Submitted to: Mammalian Genome
Publication Type: Peer Reviewed Journal
Publication Acceptance Date: 7/17/2018
Publication Date: 8/2/2018
Publication URL: http://handle.nal.usda.gov/10113/6152384
Citation: Hadsell, D.L., Hadsell, L.A., Rijnkels, M., Carcamo-Bahena, Y., Wei, J., Williamson, P., Grusak, M.A. 2018. In silico mapping of quantitative trait loci (QTL) regulating the milk ionome in mice identifies a milk iron locus on chromosome 1. Mammalian Genome. http://doi.org/10.1007/s00335-018-9762-7.
DOI: https://doi.org/10.1007/s00335-018-9762-7

Interpretive Summary: Although breast milk is an important source of key nutrients for the breastfeeding infant, the concentrations of certain minerals in breast milk such as iron, zinc, phosphorus and others can be inadequate under certain conditions. The work described in this paper used a gene mapping technique known as genome-wide association to identify regions in the mouse genome that could control the concentrations of minerals in milk. These genomic regions, also known as loci, were found for calcium, magnesium, phosphorus, potassium, sulfur, zinc and iron. Further analysis of a locus found on mouse chromosome 1 supported the conclusion that there are several genes in this region that can control milk iron concentrations. Iron deficiency is considered a worldwide health issue. A better understanding of the biology of iron secretion could lead to new strategies to increase the concentrations of this mineral in milk.

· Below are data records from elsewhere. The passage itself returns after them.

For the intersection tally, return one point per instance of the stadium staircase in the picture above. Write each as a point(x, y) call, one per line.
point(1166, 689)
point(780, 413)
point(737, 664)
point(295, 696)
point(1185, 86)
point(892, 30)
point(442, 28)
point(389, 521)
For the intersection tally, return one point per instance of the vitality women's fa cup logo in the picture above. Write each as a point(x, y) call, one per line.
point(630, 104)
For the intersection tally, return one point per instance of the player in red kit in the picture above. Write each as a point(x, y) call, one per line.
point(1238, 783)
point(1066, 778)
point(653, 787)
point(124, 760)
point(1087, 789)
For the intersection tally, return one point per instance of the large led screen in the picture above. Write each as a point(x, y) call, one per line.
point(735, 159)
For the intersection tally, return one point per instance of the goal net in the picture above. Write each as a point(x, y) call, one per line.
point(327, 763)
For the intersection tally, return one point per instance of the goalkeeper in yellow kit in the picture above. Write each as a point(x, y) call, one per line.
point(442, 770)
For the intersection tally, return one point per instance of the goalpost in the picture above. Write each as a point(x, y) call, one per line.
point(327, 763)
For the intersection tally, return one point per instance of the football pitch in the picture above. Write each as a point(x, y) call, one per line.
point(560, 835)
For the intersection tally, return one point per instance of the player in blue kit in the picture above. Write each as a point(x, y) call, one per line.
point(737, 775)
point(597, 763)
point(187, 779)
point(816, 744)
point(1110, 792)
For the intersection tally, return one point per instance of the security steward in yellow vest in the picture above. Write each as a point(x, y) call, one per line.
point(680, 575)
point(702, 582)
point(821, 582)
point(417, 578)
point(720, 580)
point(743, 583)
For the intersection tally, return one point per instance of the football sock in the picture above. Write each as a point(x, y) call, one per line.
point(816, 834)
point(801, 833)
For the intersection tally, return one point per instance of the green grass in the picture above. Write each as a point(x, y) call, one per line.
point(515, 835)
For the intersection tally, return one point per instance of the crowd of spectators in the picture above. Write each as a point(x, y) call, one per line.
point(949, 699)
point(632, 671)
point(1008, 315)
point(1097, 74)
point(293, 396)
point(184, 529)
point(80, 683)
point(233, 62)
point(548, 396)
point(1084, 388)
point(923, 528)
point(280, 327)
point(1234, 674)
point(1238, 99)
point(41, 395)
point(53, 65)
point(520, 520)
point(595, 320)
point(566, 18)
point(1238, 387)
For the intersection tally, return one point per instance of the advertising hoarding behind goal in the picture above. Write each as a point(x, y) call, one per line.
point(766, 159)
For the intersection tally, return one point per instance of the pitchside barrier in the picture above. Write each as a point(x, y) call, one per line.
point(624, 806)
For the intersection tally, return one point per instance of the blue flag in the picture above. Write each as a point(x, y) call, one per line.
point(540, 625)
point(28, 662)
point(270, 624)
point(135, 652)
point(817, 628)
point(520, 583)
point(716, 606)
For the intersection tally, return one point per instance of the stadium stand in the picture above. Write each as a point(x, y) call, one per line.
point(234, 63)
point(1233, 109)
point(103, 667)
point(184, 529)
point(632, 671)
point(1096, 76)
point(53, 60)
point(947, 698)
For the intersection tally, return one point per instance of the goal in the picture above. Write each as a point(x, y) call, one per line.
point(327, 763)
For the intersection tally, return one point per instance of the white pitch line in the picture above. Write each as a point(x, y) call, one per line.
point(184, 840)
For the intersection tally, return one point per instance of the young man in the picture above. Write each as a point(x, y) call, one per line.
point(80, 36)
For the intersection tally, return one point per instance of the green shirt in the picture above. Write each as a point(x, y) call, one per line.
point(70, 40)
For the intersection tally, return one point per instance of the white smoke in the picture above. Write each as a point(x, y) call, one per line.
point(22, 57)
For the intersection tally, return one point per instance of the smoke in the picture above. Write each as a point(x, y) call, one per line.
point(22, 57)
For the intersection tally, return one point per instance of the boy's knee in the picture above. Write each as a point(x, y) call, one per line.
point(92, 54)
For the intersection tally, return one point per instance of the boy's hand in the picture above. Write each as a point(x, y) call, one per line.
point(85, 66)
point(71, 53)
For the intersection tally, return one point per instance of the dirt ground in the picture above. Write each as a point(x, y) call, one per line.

Technical Abstract: The breast-feeding neonate depends on mother's milk for both macronutrients and micro-nutrients including minerals. The goals of the present study were to document the effects of genetic background in mice on milk concentrations of select minerals and to use genome-wide association analysis (GWAS) to identify QTL regulating milk mineral concentrations. Milk samples from lactating mice in each of 31 different inbred strains of the mouse diversity panel (MDP) were analyzed by inductively coupled plasma–optical emission spectroscopy (ICP-OES) to determine the concentrations of calcium (Ca), copper (Cu), iron (Fe), potassium (K), magnesium (Mg), sodium (Na), phosphorus (P), sulfur (S), and and zinc (Zn). GWAS analysis identified a single pleiotropic milk mineral concentration QTL (Mmcq) on chromosome 3 for Ca, Mg, and P. For the remaining minerals, six QTL were detected for Fe, four for K, three for Zn and one for S. Intersecting the Mmcq with published chromatin immunoprecipitation sequence (ChIP-Seq) data identified 15 out of 4,633 High-Linkage disequilibrium (LD) single nucleotide polymorphisms (SNP) that resided in signal transducer and activation of transcription 5 (STAT5) binding regions. A milk Fe-associated locus (Mmcq9) on chromosome 1 contained a SNP that localized to a STAT5 binding region and intersected with a HOMER motif predicted to bind the transcriptional regulator E74-Like ETS Transcription Factor 5 (ELF5). This locus also contained the genes for solute carrier family (Slc) members Slc9a2, Slc9a4, Slc39a10 and Slc40a1. Expression analysis of these transporters supports the conclusion that Slc9a2 and Slc40a1 within the mammary gland could mediate the effect of Mmcq9 on milk Fe concentration.